Lire Le Grand Meaulnes c'est aller à
la découverte d'aventures qui exigent d'incessants retours en
arrière, comme si l'aiguillon du bonheur devait toujours se refléter
dans le miroir troublant et tremblant de l'enfance scruté par le
regard fiévreux de l'adolescence. Le merveilleux de ce roman réside
dans un secret mouvement de balancier où le temps courtise son
abolition, tandis que s'élève la rumeur d'une fête étrange dont
la hantise se fait d'autant plus forte que l'existence s'en éloigne
irrévocablement.
« Je me rappelle encore cet être
singulier et tous les trésors étranges apportés dans ce cartable
qu'il s'accrochait au dos. »
« Tant d'anxiétés et de
troubles divers, durant ces jours passés, nous avaient empêchés de
rendre garde que mars était venu et que le vent avait molli. Mais le
troisième jour après cette aventure, en descendant, le matin, dans
la cour, brusquement je compris que c'était le printemps. Une brise
délicieuse comme une eau tiédie coulait par-dessus le mur ; une
pluie silencieuse avait mouillé la nuit les feuilles des pivoines ;
la terre remuée du jardin avait un goût puissant, et j'entendais,
dans l'arbre voisin de la fenêtre, un oiseau qui essayait
d'apprendre la musique... »
« De toute ma vie je n'ai reçu
que trois lettres de Meaulnes. Elles sont encore chez moi dans un
tiroir de commode. Je retrouve chaque fois que je les relis la même
tristesse de naguère. »
« Alors il évoqua les objets de
sa chambre : les candélabres, la grande glace, le vieux luth
brisé... Il s'enquérait de tout cela, avec une passion insolite,
comme s'il eût voulu se persuader que rien ne subsistait de sa belle
aventure, que la jeune fille ne lui rapporterait pas une épave
capable de prouver qu'ils n'avaient pas rêvé tous les deux, comme
le plongeur rapporte du fond de l'eau un caillou et des algues. »

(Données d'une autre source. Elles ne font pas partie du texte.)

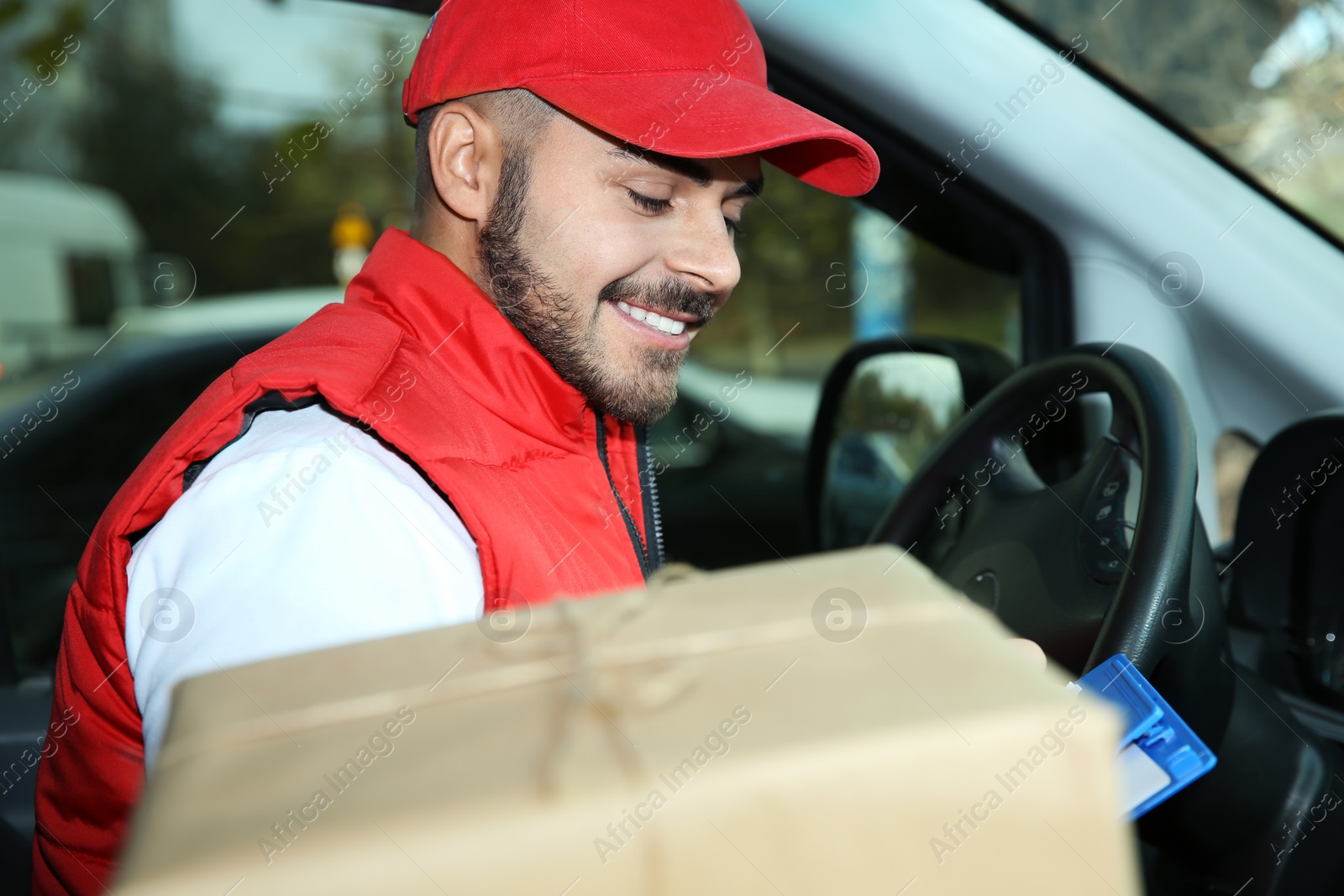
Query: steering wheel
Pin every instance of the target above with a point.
(1088, 567)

« Pour celui qui ne veut pas être
heureux, il n'y a qu'à monter dans son grenier et il entendra,
jusqu'au soir, siffler et gémir les naufrages ; il n'a qu'à s'en
aller dehors, sur la route, et le vent lui rabattra son foulard sur
la bouche comme un chaud baiser soudain qui le fera pleurer. Mais
pour celui qui aime le bonheur, il y a au bord d'un chemin boueux, la
maison de Sablonnières, où mon ami Meaulnes est rentré avec Yvonne
de Galais, qui est sa femme depuis midi. »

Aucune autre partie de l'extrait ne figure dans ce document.